In its primary role of managing development in the state’s designated coastal zone, DNR’s Office of Coastal Management’s manages development in and near Louisiana’s coastal wetlands under a mandate of “no net loss” of vegetated wetlands – meaning that any loss or damage to such wetlands that cannot be avoided must be mitigated through actions that help create new wetlands to offset the loss.
For the fiscal year that just ended, the area of wetlands provided for through mitigation was 102 percent of the amount that was impacted – meaning the program achieved a level of mitigation that was actually greater than the level of wetlands impact for the year.

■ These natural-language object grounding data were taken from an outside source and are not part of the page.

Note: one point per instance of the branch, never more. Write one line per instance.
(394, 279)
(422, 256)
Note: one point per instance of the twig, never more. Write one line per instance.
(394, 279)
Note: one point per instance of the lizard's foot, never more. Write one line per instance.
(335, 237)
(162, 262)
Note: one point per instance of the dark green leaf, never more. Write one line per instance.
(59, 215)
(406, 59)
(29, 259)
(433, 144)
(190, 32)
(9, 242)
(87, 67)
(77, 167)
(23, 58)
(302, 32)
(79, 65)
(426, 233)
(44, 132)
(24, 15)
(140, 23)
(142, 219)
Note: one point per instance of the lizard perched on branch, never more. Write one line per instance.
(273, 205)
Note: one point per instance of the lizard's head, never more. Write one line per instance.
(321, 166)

Coastal Management achieved that at the same time that it was able to halve the time needed to process a coastal use permit over the past two year – from about six weeks to three weeks.
“We are doing more and providing greater protections for our environment, while cutting the amount of bureaucracy developers must deal with in trying to move forward on projects,” Angelle said. “We have been working on all fronts to make Louisiana an attractive province to invest capital and create jobs without sacrificing our environmental stewardship responsibilities and the numbers show our collective efforts have been successful.”
One of those fronts has been in the federally controlled waters off Louisiana’s coast, where the livelihoods of Louisiana employers and workers, as well as the state’s hard-won rights to a share of federal mineral revenue, have been threatened by the ongoing slowdown of exploration activity in federal waters that followed the total federal deepwater moratorium that was put in place in 2010 following the BP oil spill.
“The tragedy of the loss of 11 lives in that accident and the historic oil spill that followed meant that offshore exploration could not be ‘business as usual,’” Angelle said. “But we in Louisiana have proven that it is possible to have strong regulation of the industry without near-strangulation.”
The pace of federal permitting in the offshore Gulf has been improving through 2011, and even federal Bureau of Ocean Energy Management, Regulation and Enforcement (BOEMRE) Director Michael Bromwich has noted Louisiana’s leadership role in acting as liaison between the federal government and the energy industry, commending Gov. Bobby Jindal, Angelle and members of the Back toWork Coalition they helped form.
The drilling rig count in Louisiana’s federal waters has risen to about 30, an improvement on the dozen or so running in the midst of the moratorium in July 2010, but activity in those waters is still down 25 percent from pre-moratorium levels, while drilling in the rest of the nation has seen a 25 percent increase.
"We have broken the initial log jam on federal offshore permitting, but we have a long way to go,” Angelle said.
For energy activity within the boundaries of the state, the most recent estimates for the 2011 fiscal year just ended indicate a rebound of more than $45 million in general fund mineral revenue over 2010’s collection, with drilling and production still continuing to increase.
“Mineral income in Louisiana is dedicated to our general fund and, since over 80 percent of that fund is appropriated for education, health care and public safety, a strong, responsibly managed and appropriately regulated oil and gas industry is important to all of Louisiana," Angelle said.